College of Life Sciences and Biotechnology, The State Key Laboratory of Microbial Metabolism , Shanghai Jiao Tong University , 800 Dongchuan Road , Shanghai , Minhang District, China 200240.
Department of Bioinformatics and Biosciences , Capital University of Science and Technology , Islamabad , Pakistan 44000.
J Chem Inf Model. 2019 Jan 28;59(1):498-508. doi: 10.1021/acs.jcim.8b00525. Epub 2018 Dec 7.
In an effort to discover the mechanism of resistance offered by Mycobacterium tuberculosis (Mtb) toward the pyrazinamide (PZA) drug, an extensive molecular dynamics strategy was employed. PZA is a first-line prodrug that effectively cuts therapy time by 33% (from 9 to 6 months). Pyrazinamidase enzyme (PZase), encoded by the pncA gene, is responsible for the activation of prodrug PZA into pyrazinoic acid (POA). POA is toxic and potently inhibits the growth of latent Mtb even at low pH values. PZA resistance is caused by three genes pncA, rpsA, and panD. Among them, the pncA gene contributes 72-99% to the resistance. Hence, the present study focused on the novel mutations N11K, P69T, and D126N in the pncA gene. In the present study, the possible mechanism of these three mutations was studied through molecular dynamics simulation and docking techniques. Our in-depth analysis and results are in strong agreement with our experimental observation. The binding pocket analysis showed that mutations decrease the volume of the active site and hinder the correct orientation of PZA drug in the active site. Moreover, the Patchdock score was found to be low as compared to WT showing the disturbance of shape complementarity between PZase and PZA drug. These mutations were found to disturb the position of the Fe ion. Among the mutations, D126N allosterically disturbed the position of the Fe ion. MMGBSA analyses showed that these mutations decrease the binding affinity toward the PZA drug. In conclusion, mutations N11K, P69T, and D126N result in weak binding affinity with PZA and also cause significant structural deformations that lead to PZA resistance. This study provides useful information that mutations in other than active parts may also cause protein folding and ligand displacement effects, altering the biological functions.

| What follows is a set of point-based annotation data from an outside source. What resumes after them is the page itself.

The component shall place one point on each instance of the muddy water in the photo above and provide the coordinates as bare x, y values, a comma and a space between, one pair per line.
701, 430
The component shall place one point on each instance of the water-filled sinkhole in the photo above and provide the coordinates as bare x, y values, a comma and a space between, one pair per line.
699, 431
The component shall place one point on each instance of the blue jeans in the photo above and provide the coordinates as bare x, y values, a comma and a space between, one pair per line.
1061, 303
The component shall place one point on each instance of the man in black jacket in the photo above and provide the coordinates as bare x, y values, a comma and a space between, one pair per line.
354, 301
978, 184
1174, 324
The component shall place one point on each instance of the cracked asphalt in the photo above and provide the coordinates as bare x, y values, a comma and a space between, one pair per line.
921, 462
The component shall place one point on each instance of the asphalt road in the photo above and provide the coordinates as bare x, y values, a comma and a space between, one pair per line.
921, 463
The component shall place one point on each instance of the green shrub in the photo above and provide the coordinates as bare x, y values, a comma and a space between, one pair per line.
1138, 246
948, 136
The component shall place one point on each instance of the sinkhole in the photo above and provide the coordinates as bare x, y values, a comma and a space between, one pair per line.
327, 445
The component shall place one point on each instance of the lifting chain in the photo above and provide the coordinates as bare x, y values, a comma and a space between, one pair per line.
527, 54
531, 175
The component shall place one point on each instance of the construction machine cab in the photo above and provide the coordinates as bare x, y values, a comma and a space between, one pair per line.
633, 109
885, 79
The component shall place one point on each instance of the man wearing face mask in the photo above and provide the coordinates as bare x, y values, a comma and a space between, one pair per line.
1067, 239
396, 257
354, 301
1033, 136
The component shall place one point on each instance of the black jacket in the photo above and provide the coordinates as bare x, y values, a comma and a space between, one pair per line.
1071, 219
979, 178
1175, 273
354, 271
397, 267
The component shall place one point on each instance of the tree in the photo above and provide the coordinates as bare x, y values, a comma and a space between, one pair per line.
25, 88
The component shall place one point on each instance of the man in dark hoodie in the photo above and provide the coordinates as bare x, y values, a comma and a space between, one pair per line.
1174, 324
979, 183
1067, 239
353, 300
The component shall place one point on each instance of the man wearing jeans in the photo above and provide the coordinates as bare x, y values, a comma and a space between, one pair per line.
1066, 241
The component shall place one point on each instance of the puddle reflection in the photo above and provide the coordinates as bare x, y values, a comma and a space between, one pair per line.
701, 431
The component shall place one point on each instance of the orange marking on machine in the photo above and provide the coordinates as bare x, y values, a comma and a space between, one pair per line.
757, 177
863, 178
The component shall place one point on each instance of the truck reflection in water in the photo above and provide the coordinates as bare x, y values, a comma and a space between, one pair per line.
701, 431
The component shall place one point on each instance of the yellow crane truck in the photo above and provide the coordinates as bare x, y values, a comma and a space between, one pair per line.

为了探究结核分枝杆菌(Mtb)对吡嗪酰胺(PZA)药物产生耐药性的机制,我们采用了广泛的分子动力学策略。PZA 是一种一线前药,能将治疗时间从 9 个月缩短至 6 个月,有效减少 33%的治疗时间。吡嗪酰胺酶(PZase)由 pncA 基因编码,负责将前药 PZA 激活为吡嗪酸(POA)。POA 具有毒性,即使在低 pH 值下,也能强烈抑制潜伏性 Mtb 的生长。PZA 耐药性是由 pncA、rpsA 和 panD 三个基因引起的。其中,pncA 基因对耐药性的贡献为 72%-99%。因此,本研究主要关注 pncA 基因中的新型突变 N11K、P69T 和 D126N。在本研究中,通过分子动力学模拟和对接技术研究了这三种突变的可能机制。我们的深入分析和结果与实验观察结果高度一致。结合口袋分析表明,这些突变降低了活性位点的体积,阻碍了 PZA 药物在活性位点中的正确定向。此外,与 WT 相比,Patchdock 评分较低,表明 PZase 与 PZA 药物之间的形状互补性受到干扰。这些突变被发现干扰了 Fe 离子的位置。在这些突变中,D126N 变构地干扰了 Fe 离子的位置。MMGBSA 分析表明,这些突变降低了与 PZA 药物的结合亲和力。总之,N11K、P69T 和 D126N 突变与 PZA 的结合亲和力较弱,并且还导致显著的结构变形,导致 PZA 耐药性。本研究提供了有用的信息,即除了活性部位之外的突变也可能导致蛋白质折叠和配体位移效应,改变生物功能。